El cumpleaños de mi hijo coincidió esta vez con mi taller de yoga para embarazadas. Fueron meses para poder revisar, con la distancia del tiempo, las vivencias, las experiencias, los aprendizajes. Durante horas y horas, con G. revoloteando a mi lado, asumí mis procesos. Su llegada a mi vientre fue y sigue siendo el milagro más poderoso que haya recibido jamás. Me sentí llena de gracia, con una fuerza que irradiaba de la confianza en el universo, que me volvía serena y me hacía vivir el presente cada hora, cada día.
Ya sin miedo, pude admitir que, por ejemplo, durante esas 37 semanas el mundo exterior fue caótico y estresante, que demandó mucha templanza poder blindarme y que nada derrumbara mi estado de felicidad. Por eso, mi embarazo y mi parto estuvieron llenos de magia y alegría. Nada ni nadie (y sí que pasó) tuvo el permiso de alterar mi paz. Yo solo sabía que una luz poderosa crecía y ninguna sombra la iba a opacar. Y así fue. Así ha sido. Después de cuatro años, me he dado el permiso de llorar, de lavar -finalmente- esa tristeza, ese dolor que no permití que me destruyera, que lo volví compañero y maestro, no verdugo.
Vi las ganas que he tenido de avanzar a pasos acelerados y cómo la vida me ha mostrado nuevos caminos. Ha sido un tiempo, cuatro años, de reflexión, de reconocimiento, de profundo crecimiento interno, de abrazarme a mi propia sombra y darle las gracias por las lecciones, de saber de dónde vengo y entregarme al porvenir, de seguir siendo mamá, pero ya como una faceta más de todas las que me constituyen.

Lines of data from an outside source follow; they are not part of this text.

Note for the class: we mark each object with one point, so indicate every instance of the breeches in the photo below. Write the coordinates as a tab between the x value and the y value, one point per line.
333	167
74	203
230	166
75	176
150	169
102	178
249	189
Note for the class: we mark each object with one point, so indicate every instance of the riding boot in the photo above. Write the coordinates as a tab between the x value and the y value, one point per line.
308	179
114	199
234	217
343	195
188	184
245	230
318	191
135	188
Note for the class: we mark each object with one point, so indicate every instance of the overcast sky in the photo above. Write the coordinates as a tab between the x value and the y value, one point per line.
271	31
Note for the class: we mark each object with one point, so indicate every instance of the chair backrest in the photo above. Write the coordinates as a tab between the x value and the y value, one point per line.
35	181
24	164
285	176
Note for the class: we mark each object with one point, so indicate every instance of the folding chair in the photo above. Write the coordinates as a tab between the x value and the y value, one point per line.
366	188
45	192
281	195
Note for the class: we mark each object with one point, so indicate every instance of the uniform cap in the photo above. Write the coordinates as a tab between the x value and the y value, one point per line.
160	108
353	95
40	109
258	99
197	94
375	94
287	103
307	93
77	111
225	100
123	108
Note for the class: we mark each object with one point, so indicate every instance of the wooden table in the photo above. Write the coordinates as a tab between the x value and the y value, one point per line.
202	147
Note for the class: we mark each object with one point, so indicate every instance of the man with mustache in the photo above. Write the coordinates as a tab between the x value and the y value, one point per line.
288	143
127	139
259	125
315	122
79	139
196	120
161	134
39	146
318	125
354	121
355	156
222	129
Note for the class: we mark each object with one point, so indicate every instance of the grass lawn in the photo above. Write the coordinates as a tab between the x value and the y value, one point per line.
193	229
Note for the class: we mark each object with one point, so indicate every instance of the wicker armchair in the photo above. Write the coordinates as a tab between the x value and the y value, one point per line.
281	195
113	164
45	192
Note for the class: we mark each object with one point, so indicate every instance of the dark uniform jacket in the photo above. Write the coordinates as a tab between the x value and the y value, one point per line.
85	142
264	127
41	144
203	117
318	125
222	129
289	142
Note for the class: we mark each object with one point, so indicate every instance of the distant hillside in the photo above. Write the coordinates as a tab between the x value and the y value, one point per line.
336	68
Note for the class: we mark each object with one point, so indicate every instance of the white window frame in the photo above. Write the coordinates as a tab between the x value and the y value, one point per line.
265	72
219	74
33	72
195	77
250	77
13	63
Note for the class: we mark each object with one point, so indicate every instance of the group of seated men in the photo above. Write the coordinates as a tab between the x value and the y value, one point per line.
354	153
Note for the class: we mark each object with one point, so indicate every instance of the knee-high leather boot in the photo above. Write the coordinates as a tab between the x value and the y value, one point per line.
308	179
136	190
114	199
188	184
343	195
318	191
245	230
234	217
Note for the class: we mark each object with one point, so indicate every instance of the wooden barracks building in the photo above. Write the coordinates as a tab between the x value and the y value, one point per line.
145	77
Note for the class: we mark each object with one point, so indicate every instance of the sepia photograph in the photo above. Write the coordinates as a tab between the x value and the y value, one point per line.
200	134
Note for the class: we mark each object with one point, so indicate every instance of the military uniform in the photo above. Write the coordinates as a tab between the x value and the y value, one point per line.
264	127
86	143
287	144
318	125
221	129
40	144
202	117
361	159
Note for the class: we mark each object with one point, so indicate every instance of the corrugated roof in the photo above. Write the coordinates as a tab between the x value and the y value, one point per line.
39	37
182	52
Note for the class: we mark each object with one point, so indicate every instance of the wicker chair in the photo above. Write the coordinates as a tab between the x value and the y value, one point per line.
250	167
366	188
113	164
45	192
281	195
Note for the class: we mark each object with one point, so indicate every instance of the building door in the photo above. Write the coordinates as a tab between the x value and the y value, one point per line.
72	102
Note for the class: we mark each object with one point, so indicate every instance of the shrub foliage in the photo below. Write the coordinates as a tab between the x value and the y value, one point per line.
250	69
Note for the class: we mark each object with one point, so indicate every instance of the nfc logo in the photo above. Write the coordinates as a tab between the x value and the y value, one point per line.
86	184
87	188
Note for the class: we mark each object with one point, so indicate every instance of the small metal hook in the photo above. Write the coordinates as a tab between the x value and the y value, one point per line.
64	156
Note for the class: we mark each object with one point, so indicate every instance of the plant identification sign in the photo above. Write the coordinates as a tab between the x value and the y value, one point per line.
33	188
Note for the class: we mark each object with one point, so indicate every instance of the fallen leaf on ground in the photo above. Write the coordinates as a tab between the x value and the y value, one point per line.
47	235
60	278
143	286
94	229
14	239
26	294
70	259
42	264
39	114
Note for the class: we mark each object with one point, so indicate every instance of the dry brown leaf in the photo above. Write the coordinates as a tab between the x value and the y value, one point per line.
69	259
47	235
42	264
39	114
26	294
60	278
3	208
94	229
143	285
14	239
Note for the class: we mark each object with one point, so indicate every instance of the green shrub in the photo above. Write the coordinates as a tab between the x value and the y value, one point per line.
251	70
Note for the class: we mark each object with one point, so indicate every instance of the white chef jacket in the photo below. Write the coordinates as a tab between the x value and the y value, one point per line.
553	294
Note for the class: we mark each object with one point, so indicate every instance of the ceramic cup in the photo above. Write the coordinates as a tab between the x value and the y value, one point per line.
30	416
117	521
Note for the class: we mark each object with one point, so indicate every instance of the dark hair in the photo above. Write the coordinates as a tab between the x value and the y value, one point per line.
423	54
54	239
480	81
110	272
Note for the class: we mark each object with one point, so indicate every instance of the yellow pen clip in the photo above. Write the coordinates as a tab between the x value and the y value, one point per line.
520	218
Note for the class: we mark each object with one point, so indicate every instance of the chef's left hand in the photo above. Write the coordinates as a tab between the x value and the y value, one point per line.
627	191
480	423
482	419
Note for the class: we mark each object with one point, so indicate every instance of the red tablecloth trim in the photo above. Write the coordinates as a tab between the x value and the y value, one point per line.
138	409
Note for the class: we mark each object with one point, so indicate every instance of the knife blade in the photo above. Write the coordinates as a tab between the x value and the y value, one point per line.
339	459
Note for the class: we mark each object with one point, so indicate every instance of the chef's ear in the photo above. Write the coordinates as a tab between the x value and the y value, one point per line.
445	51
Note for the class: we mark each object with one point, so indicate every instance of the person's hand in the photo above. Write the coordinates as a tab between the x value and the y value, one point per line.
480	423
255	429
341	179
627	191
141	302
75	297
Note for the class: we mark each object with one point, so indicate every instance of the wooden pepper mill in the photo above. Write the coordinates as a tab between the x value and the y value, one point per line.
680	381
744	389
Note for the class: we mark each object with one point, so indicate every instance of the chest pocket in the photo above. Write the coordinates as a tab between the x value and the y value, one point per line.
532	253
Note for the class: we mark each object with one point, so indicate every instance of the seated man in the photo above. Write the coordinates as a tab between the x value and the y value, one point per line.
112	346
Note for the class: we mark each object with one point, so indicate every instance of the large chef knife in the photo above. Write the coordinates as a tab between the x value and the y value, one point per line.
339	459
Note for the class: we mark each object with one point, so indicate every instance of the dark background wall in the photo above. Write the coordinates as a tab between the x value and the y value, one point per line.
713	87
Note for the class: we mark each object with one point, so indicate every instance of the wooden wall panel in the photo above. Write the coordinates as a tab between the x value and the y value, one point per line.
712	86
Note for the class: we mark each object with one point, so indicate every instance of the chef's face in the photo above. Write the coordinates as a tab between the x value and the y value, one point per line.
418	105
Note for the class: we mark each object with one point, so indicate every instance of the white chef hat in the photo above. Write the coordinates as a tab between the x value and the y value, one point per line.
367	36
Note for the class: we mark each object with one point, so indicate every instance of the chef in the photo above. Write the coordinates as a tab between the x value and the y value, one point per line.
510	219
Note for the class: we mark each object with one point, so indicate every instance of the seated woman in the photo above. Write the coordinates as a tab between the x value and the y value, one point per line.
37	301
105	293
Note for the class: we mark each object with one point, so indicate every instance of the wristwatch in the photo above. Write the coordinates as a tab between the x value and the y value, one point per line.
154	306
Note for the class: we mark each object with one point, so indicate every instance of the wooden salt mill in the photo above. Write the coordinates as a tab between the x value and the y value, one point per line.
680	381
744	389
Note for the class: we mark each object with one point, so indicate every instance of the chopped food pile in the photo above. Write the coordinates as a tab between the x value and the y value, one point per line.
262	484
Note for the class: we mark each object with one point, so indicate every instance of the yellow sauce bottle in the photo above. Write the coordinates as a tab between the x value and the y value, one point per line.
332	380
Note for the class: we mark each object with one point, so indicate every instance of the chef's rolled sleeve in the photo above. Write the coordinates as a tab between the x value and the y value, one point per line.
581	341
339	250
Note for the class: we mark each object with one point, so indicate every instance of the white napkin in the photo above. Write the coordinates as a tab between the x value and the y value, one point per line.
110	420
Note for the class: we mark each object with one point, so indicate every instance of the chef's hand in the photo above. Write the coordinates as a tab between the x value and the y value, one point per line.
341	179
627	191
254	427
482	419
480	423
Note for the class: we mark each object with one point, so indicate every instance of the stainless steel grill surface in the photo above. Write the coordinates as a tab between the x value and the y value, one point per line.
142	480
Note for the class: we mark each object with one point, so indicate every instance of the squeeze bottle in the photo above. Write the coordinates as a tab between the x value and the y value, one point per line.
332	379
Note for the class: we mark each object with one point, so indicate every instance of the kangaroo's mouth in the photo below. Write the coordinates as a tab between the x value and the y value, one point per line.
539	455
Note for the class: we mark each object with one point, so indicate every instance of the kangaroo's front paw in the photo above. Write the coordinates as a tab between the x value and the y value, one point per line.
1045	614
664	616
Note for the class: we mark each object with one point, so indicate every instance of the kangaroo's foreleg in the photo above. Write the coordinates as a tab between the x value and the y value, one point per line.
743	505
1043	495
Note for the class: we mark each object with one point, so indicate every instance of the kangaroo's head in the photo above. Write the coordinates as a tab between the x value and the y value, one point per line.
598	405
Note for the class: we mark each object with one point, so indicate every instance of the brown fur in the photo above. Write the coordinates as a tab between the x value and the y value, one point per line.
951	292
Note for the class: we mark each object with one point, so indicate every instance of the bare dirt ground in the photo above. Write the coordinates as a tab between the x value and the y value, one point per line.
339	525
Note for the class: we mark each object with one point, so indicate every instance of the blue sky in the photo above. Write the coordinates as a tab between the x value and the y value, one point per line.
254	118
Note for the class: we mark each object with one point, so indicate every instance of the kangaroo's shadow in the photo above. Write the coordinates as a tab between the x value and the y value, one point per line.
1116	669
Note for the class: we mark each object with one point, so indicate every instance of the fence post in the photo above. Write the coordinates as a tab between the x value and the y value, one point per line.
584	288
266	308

En esos días, además, recuperé la banda sonora del embarazo. Tantas canciones que le cantaba a la panza, que mi hijo reconoce, que había dejado de escuchar y ahora, cuatro de ellas, como los años que cumplió, me resumen lo que hemos andado. El mantra con el que más tiempo medité durante el embarazo fue Ajai Alai, le cantaba a su alma para que no temiera nacer y para que nunca olvidara el origen, porque si su ser recuerda de dónde viene, el poder de la creación se manifestará invencible, indestructible, más allá del color, siempre, compasivo. Y así ha sido: mi hijo, guiado por un poder más allá de lo humano, manifiesta en cada paso su admiración por la vida y una capacidad de perdonar que me conmueve.
La canción del bebé de Luis Pescetti, en la voz de Marta Gómez, es una sinfonía de los sonidos que hace un bebé en el vientre, se trata, únicamente, de una preparación para lo que vendrá. Acá está ahora ese bebé convertido en niño. Y es todo lo que decía la canción: un «barco que sueña», un poco de mi leña, «futuro en vaso puro», que se preparaba para jugar y correr por aquí.
Sabía la fecha aproximada en la que nacería. Todo indicaba que sería Leo. Y la bellísima canción de Caetano Veloso me hizo imaginar a mi cachorro de león recibiendo baños de mar. Ahora ese leoncito agita su melena al sol y, sin duda alguna, para «desentristecer mi corazón» me basta encontrarlo y saberlo en mi camino. Y verlo. Ver su luz, su piel, su inmensa alegría.
Este niño es mi diamante, como la hermosa canción escrita por Jorge Enrique Fandermole, que en la voz de Marta Gómez es más que un poema. Un regalo que no es mío sino del azar, que anidó en mi pecho, me marcó con su tiempo y su ritmo, “con relojería de puro cristal”. Aún me pregunto “de qué incendiado silencio vendrá, de qué punto del mapa estelar”, este niño que brilla y lo limpia todo, que con su luz iluminó mi sombra, “mi campo oscurecido”, y que por la gracia del amor crece absolutamente “libre de la noche de mi corazón”. Mi niño fulgura más allá del tiempo, fulgura, bendito sea, sin que ninguno de mis errores lo puedan apagar.
Gracias por estos cuatro años hijo mío, y que le sigas regalando tu sonrisa a la vida.